We've been able to run order matching engines for entire exchanges on a single thread for over a decade by this point.
I think this specific class of computational power - strictly serialized transaction processing - has not grown at the same rate as other metrics would suggest. Adding 31 additional cores doesn't make the order matching engine go any faster (it could only go slower).
If your product is handling fewer than several million transactions per second and you are finding yourself reaching for a cluster of machines, you need to back up like 15 steps and start over.
> We've been able to run order matching engines for entire exchanges on a single thread for over a decade by this point.
This is the bit that really gets me fired up. People (read: system “architects”) were so desperate to “prove their worth” and leave a mark that many of these systems have been over complicated, unleashing a litany of new issues. The original design would still satisfy 99% of use cases and these days, given local compute capacity, you could run an entire market on a single device.
Why can you not match orders in parallel using logarithmic reduction, the same way you would sort in parallel? Is it that there is not enough other computation being done other than sorting by time and price?

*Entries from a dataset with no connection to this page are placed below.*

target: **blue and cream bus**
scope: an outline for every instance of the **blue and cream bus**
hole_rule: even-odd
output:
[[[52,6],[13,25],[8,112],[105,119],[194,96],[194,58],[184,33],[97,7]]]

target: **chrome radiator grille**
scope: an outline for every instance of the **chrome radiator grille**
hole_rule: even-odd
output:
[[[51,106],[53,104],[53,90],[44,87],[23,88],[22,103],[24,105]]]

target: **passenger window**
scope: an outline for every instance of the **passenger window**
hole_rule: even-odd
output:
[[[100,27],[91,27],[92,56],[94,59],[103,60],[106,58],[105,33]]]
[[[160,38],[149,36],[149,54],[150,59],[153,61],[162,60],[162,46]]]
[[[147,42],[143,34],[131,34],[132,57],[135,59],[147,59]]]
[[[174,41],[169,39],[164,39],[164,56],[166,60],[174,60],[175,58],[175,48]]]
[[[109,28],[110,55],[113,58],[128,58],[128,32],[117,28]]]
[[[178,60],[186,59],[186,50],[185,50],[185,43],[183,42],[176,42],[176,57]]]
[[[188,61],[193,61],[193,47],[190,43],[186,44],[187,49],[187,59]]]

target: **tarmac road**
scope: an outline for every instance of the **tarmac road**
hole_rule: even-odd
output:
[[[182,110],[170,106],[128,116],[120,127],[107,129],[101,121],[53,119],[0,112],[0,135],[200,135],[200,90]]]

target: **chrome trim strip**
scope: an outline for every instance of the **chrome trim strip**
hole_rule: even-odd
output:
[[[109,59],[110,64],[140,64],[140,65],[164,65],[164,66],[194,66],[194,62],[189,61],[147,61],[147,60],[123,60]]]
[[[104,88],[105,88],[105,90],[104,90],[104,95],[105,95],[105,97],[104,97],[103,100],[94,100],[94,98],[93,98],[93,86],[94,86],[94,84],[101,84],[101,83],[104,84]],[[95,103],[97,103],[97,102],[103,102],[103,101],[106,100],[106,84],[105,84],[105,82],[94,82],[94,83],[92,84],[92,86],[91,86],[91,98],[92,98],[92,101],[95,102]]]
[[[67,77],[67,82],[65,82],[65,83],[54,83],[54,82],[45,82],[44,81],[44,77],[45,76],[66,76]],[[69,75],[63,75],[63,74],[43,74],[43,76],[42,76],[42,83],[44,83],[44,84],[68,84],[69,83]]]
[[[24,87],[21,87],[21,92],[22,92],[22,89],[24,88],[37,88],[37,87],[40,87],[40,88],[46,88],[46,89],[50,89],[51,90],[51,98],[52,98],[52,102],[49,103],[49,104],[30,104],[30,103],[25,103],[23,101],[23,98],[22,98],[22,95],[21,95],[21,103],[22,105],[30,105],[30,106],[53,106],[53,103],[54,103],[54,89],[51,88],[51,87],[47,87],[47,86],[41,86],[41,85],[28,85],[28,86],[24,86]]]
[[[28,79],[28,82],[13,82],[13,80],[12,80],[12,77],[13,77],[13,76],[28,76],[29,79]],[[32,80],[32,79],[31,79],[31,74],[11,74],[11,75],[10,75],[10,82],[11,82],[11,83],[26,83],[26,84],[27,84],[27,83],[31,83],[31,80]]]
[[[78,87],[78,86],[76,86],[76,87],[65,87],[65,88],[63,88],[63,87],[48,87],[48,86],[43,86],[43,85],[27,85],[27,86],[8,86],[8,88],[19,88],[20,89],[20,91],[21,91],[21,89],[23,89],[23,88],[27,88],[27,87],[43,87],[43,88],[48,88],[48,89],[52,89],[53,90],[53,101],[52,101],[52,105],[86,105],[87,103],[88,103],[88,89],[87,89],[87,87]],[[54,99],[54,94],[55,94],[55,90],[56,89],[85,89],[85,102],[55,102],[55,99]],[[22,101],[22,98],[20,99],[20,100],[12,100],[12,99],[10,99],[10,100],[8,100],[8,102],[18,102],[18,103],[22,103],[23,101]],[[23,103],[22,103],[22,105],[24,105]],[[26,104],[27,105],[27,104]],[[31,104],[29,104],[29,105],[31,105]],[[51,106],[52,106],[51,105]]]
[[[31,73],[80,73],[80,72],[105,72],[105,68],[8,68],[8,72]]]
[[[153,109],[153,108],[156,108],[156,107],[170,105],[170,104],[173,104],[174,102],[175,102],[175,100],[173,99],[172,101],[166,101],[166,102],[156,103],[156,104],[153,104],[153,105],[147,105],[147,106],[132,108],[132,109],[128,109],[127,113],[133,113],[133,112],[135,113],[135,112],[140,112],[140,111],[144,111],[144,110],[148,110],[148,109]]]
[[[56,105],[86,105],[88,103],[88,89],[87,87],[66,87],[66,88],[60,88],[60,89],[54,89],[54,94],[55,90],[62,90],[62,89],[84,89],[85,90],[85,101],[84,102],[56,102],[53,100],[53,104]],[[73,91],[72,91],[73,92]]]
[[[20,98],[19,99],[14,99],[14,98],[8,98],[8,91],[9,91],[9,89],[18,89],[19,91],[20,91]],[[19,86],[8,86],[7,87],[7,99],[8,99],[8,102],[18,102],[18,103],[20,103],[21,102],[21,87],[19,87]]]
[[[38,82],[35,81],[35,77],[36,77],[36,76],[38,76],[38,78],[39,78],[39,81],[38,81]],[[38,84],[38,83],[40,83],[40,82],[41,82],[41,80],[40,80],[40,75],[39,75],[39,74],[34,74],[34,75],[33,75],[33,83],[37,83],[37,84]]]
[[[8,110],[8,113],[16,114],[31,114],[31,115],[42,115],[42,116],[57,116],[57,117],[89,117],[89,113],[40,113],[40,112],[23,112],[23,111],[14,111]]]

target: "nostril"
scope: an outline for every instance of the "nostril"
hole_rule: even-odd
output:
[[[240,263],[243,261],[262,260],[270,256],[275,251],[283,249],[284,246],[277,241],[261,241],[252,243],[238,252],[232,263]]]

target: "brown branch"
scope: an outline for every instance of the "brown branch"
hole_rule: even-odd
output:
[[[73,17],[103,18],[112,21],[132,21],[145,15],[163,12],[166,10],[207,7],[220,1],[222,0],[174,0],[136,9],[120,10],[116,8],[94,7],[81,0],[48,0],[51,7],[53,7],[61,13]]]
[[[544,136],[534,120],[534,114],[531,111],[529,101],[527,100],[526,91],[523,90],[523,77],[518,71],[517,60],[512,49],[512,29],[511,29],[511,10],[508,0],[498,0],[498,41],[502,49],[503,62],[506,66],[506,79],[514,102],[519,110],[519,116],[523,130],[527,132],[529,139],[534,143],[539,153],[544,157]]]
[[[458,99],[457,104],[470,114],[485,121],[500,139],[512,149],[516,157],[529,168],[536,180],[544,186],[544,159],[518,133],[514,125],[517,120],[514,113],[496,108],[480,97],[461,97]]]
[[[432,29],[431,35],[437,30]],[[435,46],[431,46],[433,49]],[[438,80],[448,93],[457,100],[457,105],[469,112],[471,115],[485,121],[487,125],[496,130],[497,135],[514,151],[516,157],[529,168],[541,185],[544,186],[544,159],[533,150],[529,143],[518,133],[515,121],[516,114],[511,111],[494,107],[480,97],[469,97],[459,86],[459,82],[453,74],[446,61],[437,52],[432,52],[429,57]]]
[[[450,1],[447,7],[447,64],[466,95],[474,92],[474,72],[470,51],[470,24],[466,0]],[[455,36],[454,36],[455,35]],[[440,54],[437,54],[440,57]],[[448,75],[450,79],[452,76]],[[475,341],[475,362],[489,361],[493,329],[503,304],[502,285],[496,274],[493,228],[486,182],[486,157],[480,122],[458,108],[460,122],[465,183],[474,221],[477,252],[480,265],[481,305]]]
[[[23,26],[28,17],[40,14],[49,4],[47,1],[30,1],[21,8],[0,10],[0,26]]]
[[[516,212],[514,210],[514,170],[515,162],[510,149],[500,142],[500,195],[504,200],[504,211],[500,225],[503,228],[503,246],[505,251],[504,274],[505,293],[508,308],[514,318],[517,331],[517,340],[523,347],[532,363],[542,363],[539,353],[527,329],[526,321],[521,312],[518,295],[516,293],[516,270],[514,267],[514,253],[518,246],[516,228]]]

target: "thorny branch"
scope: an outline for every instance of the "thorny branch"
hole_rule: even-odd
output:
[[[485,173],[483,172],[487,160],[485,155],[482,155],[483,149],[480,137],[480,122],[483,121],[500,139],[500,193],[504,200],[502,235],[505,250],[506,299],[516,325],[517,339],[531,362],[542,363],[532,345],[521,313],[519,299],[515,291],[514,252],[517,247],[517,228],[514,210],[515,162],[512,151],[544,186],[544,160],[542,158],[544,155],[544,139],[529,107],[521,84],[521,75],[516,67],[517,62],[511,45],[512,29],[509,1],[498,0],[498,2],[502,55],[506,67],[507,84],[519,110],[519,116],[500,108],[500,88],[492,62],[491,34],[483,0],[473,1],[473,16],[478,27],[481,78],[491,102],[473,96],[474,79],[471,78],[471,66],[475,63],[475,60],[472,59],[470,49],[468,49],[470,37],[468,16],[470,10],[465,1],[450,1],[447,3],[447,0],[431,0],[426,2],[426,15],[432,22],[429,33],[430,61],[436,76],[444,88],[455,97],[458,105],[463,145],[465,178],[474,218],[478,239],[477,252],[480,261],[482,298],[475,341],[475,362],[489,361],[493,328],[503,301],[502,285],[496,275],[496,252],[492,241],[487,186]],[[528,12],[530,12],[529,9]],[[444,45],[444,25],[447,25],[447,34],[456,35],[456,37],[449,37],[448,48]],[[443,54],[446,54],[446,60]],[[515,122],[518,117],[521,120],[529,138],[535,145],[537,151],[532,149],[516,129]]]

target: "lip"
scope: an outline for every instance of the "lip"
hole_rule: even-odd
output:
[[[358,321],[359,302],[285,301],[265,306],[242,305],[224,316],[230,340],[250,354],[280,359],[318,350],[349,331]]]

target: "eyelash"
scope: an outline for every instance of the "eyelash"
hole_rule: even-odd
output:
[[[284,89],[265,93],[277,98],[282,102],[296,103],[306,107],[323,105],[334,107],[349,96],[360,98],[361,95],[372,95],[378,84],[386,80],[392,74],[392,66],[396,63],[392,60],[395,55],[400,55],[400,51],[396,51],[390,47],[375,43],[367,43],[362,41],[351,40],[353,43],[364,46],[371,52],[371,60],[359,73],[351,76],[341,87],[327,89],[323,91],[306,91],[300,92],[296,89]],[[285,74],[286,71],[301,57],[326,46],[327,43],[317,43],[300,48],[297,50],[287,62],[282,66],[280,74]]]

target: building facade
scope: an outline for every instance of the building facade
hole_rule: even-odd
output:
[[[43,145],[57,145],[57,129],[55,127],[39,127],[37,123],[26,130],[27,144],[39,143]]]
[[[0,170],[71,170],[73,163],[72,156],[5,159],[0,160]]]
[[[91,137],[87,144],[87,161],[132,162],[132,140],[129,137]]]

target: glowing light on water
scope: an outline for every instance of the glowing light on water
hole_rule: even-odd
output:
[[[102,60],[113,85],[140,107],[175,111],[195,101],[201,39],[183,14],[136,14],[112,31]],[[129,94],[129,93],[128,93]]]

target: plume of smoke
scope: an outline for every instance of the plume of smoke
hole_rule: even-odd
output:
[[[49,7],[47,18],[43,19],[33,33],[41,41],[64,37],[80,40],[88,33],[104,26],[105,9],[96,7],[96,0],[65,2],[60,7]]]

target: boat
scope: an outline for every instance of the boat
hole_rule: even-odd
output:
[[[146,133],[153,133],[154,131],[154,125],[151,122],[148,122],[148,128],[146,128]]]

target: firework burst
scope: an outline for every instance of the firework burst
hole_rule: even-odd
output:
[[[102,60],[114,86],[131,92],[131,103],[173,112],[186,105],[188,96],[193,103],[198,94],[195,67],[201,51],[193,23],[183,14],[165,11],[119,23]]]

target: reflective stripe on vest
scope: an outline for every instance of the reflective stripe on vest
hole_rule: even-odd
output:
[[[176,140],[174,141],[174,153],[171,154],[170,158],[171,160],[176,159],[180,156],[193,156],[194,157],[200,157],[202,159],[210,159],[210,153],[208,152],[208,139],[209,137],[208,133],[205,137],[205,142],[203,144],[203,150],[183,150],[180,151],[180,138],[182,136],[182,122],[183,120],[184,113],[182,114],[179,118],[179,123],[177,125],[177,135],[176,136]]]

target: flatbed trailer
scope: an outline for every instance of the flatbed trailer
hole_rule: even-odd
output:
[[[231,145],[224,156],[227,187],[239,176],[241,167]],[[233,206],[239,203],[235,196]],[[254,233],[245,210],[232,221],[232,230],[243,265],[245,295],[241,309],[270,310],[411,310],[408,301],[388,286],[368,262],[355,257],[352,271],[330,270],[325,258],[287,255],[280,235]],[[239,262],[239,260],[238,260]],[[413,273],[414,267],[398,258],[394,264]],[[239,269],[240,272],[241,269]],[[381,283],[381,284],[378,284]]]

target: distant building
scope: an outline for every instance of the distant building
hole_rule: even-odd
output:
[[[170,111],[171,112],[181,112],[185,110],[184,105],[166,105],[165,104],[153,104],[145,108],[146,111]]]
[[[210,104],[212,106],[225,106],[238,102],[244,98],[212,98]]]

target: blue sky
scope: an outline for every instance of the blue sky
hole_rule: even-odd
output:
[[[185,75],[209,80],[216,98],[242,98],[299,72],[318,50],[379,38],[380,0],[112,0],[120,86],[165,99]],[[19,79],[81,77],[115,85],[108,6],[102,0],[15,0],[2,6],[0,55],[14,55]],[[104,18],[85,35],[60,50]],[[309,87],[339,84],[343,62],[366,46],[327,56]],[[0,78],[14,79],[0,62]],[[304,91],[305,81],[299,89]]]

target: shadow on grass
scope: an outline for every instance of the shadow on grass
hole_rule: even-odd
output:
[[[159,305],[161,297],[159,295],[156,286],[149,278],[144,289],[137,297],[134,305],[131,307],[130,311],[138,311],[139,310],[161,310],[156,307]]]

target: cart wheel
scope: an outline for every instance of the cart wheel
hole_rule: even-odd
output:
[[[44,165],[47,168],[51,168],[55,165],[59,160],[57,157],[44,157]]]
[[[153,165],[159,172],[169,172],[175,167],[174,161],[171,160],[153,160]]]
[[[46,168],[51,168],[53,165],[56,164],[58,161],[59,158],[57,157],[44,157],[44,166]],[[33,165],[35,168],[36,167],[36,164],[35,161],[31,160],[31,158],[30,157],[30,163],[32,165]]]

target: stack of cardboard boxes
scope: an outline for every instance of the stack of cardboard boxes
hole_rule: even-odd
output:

I think that's allowed but this is where my meagre expertise runs out. You normally have to process orders serially or at least using algorithms that yield the exact same outcome that serial execution would give, but only within a single order book.
You are only able to do that because you are doing simple processing on each transaction. If you had to do more complex processing on each transaction it wouldn't be possible to do that many. Though it is hard for me to imagine what more complex processing would be (I'm not in your domain)
HFT would love to do more complex calculations for some of their trades. They often make the compromise of using a faster algorithm that is known to be right only 60% of the time vs the better but slower algorithm that is right 90% of the time.
That is a different problem from yours though and so it has different considerations. In some areas I/O dominates, in some it does not.
In a perfect world, maximizing (EV/op) x (ops/sec) should be done for even user software. How many person-years of productivity are lost each year to people waiting for Windows or Office to start up, finish updating, etc?
I work in card payments transaction processing and IO dominates. You need to have big models and lots of data to authorize a transaction. And you need that data as fresh as possible and as close to your compute as possible... but you're always dominated by IO. Computing the authorization is super cheap.
Tends to scale vertically rather than horizontally. Give me massive caches and wide registers and I can keep them full. For now though a lot of stuff is run on commodity cloud hardware so... eh.
I think this specific class of computational power - strictly serialized transaction processing - has not grown at the same rate as other metrics would suggest. Adding 31 additional cores doesn't make the order matching engine go any faster (it could only go slower).
If your product is handling fewer than several million transactions per second and you are finding yourself reaching for a cluster of machines, you need to back up like 15 steps and start over.